Last offseason, Sam Hinkie talked about acquiring guys with good habits, using Shane Battier as an example.
"We acquired Shane Battier in Houston and didn't have to say ‘Stop doing this and start doing all the million small things that drive winning.'," Hinkie said at the time. "It was like, ‘You've always done that, just do you'."
Greg Popovich, once again, echoed a similar sentiment.
"I don't get up any morning and say 'Geez, what am I going to do to get Timmy to play better, or play hard', Popovich said. "If I have a player that I have to motivate daily I shouldn't have brought him in in the first place. I'm an idiot.
"We do do our work as far as character is concerned. Bringing in the kind of kids that we think have the fiber to want to work every day, that can be coached, that don't mind being criticized, and want to learn," Popovich said about his team building strategy. "And, this will sound really strange, we also look for a sense of humor. A guy that is mature enough to laugh at himself. Because you're on the bus, you're on the plane, you're doing all kinds of stuff, you want to enjoy each other. If a kid doesn't have a sense of humor, no ability to be self-deprecating, it doesn't work as well.
"There's nothing new [in basketball]," Popovich said about his gameplan. "The people that compete the best, and execute the best, at both ends of the floor for more of the 48 minutes, they win."
All of this sounds eerily similar to what Brett Brown has been preaching since he got here last summer, about finding the guys with the right mentality, instilling the right habits in his young kids, and building a coaching and development staff that is world class, so that when the team acquires the talent needed that they are ready to cultivate that talent.
"I think that when we think of depth, you think of talent. And it most definitely is that. But there's mutiple layers beneath the talent where they co-exist. They get along," Brown said about what makes the Spurs tick, even as they sit some of their best players. "They pass the ball better than any NBA team I think I've ever seen. And there's a prideful attention to defense. So it's way deeper than a resume reads, [that] they did this there, or that there. There's a mate-ship, and a chemistry, and a camaraderie, that enables them to take that talent and really maximize it."
The fact that the Sixers are still this barren of talent in year two of Brett Brown's tenure is something that was unexpected, but not something he regrets.
"I didn't know it was going to be like this in year two. Nobody really planned on the draft picks aren't going to play in year two," Brown said before the game. "If I had to do it again I'd do it 50 times out of 50 times. The challenge is still there, the rewards are still there.
"I have to always just remind myself of why I took [the Sixers job], and what's most important," Brown said. "It's development, it's sports science, and it's defense. It's taking the youngest team in the history of the sport, with the least experience, and growing it."
MCW's improved play
The Sixers fell to the Spurs 109-103, with a second half rush falling just short.
Michael Carter-Williams finished the night with 24 points (9-19 from the field), 11 rebounds, and 7 assists, continuing his improved play of late.

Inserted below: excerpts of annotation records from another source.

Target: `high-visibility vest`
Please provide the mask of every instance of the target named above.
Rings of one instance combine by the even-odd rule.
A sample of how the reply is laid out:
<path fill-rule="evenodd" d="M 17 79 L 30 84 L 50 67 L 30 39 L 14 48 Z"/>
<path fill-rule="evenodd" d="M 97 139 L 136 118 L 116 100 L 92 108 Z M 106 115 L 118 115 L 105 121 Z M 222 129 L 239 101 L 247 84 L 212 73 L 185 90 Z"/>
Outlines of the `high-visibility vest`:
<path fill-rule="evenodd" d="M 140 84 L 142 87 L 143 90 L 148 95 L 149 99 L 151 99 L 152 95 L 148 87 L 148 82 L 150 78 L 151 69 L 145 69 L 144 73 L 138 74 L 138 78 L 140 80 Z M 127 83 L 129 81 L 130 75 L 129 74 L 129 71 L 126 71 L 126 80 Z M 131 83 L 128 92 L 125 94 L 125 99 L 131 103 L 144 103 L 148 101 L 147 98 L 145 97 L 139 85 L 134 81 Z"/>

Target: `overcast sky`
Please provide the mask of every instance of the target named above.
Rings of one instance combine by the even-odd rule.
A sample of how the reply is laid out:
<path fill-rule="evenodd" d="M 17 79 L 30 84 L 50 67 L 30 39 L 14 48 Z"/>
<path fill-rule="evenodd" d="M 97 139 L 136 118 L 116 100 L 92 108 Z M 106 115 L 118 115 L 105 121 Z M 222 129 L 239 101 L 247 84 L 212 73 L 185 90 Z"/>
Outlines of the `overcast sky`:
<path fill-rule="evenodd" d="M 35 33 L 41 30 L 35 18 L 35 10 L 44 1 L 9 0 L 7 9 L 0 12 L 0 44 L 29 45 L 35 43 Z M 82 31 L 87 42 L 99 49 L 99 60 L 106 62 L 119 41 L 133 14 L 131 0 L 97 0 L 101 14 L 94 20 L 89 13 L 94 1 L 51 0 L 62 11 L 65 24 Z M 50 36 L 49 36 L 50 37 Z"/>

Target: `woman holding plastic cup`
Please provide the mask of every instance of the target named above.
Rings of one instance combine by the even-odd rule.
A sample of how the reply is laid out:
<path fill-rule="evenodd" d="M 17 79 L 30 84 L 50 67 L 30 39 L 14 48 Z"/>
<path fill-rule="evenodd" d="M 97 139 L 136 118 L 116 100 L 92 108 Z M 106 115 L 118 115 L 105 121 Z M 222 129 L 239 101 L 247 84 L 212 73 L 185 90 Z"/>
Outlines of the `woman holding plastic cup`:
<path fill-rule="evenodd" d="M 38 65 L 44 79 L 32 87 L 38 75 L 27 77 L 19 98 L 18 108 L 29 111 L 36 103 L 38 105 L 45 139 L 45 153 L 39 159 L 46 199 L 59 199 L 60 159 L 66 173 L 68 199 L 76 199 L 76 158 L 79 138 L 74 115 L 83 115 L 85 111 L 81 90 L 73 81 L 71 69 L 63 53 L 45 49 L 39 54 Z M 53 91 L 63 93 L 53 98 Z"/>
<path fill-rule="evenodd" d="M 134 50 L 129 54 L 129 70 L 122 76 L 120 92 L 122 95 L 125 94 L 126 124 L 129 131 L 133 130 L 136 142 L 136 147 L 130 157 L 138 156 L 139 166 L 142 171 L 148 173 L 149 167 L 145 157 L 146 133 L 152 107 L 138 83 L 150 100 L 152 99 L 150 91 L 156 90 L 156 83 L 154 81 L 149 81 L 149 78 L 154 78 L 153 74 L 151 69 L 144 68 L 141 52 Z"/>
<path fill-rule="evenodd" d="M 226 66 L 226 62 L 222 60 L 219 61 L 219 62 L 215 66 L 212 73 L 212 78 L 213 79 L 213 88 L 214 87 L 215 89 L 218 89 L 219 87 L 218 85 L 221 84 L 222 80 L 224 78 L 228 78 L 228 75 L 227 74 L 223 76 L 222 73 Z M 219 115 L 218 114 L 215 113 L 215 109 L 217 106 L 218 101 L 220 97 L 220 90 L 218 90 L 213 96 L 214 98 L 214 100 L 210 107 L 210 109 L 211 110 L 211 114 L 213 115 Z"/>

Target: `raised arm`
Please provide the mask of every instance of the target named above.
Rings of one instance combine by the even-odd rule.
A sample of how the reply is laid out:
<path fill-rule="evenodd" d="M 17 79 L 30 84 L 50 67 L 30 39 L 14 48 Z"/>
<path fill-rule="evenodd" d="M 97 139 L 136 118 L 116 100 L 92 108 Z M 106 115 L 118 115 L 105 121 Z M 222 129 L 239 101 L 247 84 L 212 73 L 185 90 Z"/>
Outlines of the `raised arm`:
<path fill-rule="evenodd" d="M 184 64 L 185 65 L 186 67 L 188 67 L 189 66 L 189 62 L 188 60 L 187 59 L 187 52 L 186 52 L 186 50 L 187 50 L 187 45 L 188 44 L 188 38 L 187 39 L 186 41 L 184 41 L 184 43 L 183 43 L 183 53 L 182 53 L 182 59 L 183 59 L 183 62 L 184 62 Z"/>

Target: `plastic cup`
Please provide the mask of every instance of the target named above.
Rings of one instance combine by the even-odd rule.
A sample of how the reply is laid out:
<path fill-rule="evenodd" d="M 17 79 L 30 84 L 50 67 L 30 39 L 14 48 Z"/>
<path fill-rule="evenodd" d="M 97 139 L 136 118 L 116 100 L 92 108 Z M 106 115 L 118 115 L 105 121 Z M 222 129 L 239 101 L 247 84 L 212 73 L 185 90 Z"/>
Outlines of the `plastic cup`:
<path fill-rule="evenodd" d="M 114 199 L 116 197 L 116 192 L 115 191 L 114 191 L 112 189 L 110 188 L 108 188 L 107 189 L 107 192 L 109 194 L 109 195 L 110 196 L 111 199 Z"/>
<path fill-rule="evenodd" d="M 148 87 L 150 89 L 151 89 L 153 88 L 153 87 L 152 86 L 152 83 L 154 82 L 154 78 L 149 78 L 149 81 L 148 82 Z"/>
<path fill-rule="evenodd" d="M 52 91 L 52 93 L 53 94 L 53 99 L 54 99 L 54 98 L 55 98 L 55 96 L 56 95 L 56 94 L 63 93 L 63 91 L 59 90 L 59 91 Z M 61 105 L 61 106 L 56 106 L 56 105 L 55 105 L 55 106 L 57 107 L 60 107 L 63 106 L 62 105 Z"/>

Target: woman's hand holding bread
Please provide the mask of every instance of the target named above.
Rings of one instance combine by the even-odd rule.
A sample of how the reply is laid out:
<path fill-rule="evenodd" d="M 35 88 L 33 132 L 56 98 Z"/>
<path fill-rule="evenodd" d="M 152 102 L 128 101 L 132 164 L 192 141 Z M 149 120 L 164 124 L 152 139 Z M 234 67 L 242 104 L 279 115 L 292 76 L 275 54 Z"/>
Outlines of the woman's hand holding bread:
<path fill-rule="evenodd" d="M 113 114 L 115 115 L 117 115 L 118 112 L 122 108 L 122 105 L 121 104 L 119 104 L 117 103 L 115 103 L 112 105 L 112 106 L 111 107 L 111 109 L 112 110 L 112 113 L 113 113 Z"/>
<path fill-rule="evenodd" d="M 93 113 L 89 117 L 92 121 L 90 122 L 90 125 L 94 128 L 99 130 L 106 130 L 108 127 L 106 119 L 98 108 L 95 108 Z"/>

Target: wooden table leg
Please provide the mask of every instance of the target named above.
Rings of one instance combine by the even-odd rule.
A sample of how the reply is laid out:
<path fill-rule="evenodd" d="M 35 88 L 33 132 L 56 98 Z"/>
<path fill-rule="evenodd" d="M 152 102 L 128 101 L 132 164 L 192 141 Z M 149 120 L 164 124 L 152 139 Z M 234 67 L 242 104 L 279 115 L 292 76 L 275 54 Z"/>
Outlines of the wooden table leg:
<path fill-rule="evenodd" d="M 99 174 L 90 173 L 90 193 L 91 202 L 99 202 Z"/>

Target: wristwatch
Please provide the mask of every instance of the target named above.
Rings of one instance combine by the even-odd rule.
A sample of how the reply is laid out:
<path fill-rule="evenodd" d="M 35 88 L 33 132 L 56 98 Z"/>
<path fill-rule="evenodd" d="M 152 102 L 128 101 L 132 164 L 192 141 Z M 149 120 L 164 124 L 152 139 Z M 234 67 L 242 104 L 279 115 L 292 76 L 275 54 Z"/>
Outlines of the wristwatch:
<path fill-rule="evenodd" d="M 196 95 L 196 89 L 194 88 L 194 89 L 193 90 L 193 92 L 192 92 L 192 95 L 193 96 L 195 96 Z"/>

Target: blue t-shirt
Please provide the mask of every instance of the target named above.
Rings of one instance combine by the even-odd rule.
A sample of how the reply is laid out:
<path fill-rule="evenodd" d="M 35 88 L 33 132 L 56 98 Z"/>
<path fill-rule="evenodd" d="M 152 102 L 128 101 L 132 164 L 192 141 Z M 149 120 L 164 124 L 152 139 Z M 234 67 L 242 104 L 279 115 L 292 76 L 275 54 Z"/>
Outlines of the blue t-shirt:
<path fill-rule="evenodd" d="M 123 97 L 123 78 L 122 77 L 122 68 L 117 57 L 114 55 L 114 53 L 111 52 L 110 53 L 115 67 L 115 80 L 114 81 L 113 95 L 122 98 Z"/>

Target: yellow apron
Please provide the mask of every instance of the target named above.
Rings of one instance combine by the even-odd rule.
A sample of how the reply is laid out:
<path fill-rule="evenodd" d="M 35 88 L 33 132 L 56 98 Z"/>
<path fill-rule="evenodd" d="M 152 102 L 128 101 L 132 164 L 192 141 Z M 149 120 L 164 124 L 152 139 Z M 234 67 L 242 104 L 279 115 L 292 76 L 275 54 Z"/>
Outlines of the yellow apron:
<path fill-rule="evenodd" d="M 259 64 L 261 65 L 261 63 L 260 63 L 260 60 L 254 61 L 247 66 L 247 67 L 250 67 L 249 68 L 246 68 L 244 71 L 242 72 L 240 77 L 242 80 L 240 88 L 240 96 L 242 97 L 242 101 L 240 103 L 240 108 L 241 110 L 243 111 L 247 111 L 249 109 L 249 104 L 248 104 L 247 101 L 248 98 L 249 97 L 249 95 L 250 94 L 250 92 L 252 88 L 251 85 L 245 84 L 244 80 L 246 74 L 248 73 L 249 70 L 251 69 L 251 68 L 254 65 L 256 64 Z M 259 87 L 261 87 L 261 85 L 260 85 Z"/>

"Not feeling, at times, the weight of a city to deliver, and force things too much," Brown said about what's driving Carter-Williams' improved play. "He's been a lot better the last 2 games. At times when he tries to do too much, and the ball's in his hands too long, a lot of times great things don't happen and it results in some turnovers."
"I think my teammates have done a great job of spacing out and letting me have driving lanes, and they're knocking down some shots," Carter-Williams said after the game.
Furkan Aldemir update
Furkan Aldemir is on his way to Philadelphia, leaving Galatasaray without asking for his unpaid salary. Galatasaray will reportedly retain his rights if he returns to play outside of the NBA.
Aldemir then posted a picture of his boarding pass on instagram, with a destination of Philadelphia.
Yahoo Sports reported last week that the Sixers and Aldemir agreed on a 4 year contract, with the first two seasons guaranteed.